Might lead to a slight change in behaviour so we should probably bounce any change like this back to product (I'll write a ticket), for now I figure the current approach will do :)

We talked about this in our team meeting today, and @dcausse opened T245642 after our discussion. We also uncovered the difference between these two queries:

  • Barcelonnette - Villa du Parc du Mercantour -984 (12 results)
  • Barcelonnette - Villa du Parc du Mercantour -984.jpg (13 results, including the desired one)

We have another index of titles and the second query above (with .jpg) is an exact match (after parsing) of the title of the file, so it gets added into the mix. It doesn't score well enough to make it to the top of the list, but at least it is there.
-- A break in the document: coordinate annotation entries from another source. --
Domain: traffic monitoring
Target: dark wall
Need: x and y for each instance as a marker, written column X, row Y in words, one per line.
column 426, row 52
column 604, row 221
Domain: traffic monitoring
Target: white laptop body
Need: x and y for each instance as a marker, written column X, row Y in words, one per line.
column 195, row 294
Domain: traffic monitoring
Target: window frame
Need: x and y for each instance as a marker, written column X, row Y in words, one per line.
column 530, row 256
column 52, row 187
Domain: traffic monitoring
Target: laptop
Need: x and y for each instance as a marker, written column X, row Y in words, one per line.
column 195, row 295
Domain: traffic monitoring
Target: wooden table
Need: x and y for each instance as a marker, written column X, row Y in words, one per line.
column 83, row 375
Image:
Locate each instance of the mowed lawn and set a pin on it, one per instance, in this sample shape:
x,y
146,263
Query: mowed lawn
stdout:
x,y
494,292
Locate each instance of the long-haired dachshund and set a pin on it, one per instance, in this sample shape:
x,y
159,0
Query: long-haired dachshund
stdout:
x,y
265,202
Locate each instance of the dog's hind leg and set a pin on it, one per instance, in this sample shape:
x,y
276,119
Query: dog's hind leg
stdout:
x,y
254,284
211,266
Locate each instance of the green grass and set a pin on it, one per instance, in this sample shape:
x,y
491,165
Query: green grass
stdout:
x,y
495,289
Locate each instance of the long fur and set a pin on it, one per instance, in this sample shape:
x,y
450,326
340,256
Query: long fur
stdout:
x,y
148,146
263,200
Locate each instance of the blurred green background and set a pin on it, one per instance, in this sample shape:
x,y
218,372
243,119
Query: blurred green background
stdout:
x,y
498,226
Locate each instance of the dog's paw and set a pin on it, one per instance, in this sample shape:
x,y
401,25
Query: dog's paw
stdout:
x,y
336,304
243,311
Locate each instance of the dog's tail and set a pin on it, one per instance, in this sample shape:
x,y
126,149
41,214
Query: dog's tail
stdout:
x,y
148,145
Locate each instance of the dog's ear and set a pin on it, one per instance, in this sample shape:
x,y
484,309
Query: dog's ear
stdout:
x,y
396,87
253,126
The current boosting of the near_match is 2, which was set a long time ago. Many changes have been made since then. Increasing the boost to 10 should improve the ranking of most title matches. It may not cover every possible case, but it should raise many of these to the #1 spot, and it should raise many others into the top 10 so that the P18 patch above can find them and elevate them the rest of the way. (That patch will still be very helpful in cases like the Eglise Notre Dame de l'Assomption searches above, since all of those files will appear identical to the near_match scoring.)

I'll also copy over some examples from here as test cases for T245642.

Thanks for following up on this. T245589#5896906 also describes how to combine file name prefix search and general search in a single request.

@Ayack The issue should now be fixed: can you try it from your side and let us know if you encounter further issues?